First, let us suppose that $A$ is invertible. Since
$$1\cdot\det\begin{pmatrix} A & B \\ C & D \end{pmatrix}=\det \begin{pmatrix} I & 0 \\ -CA^{-1} & I \end{pmatrix}\cdot\det\begin{pmatrix} A & B \\ C & D \end{pmatrix}=\det\begin{pmatrix} A & B \\ 0 & D-CA^{-1}B \end{pmatrix}$$ then $$\det\begin{pmatrix} A & B \\ C & D \end{pmatrix} =\det(A)\cdot\det(D-CA^{-1}B)$$
Now $$\det\begin{pmatrix} A & -B \\ B & A \end{pmatrix}=^{1)}\det\begin{pmatrix} A+iB & iA-B \\ B & A \end{pmatrix}=^{2)}\det(A+iB)\det(A-B(A+iB)^{-1}(iA-B))=^{3)}$$ $$=^{3)}\det(A+iB)\det(A-iB(iA-B)^{-1}(iA-B))=\det(A+iB)\det(A-iB)$$
1) Add to row $1$ row $n+1$ multiplied by $i$, to row $2$ row $n+2$ multiplied by $i$, etc up to row $n$
2) use formula derived in the first part
3) $(kA)^{-1}=\frac1kA^{-1}$ for $k=i$
We have proved the formula for case when $A$ is invertible. Now we should get rid from this assumption. For any $t \in \mathbb{R}$ let $A_t=A-tI$. If $A_t$ is not invertible, then $t$ is an eigenvalue of $A$. Contrapositive give us the following statement: If $t$ is not an eigenvalue of $A$, then $A_t$ is invertible(and thus the formula is true).

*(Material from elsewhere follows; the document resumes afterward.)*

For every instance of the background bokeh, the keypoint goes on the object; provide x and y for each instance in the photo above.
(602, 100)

Let us fix arbitrary $A$ and $B$ and consider $$F(t)=\det\begin{pmatrix} A_t & -B \\ B & A_t \end{pmatrix}-\det(A_t+iB)\det(A_t-iB)$$ $F(t)$ is a polynomial in $t$. $F(t)=0$ for all $t$ except the finite amount of eigenvalues of $A$ - so $F(t)$ vanishes in infinitely many points. But nonzero polynomial can have only finite number of roots. So F(t) is zero polynomial, and $F(t)=0$ for any $t$, and we have to take $t=0$ to establish the formula.
First formula derivation should be very easy now, so I will skip it.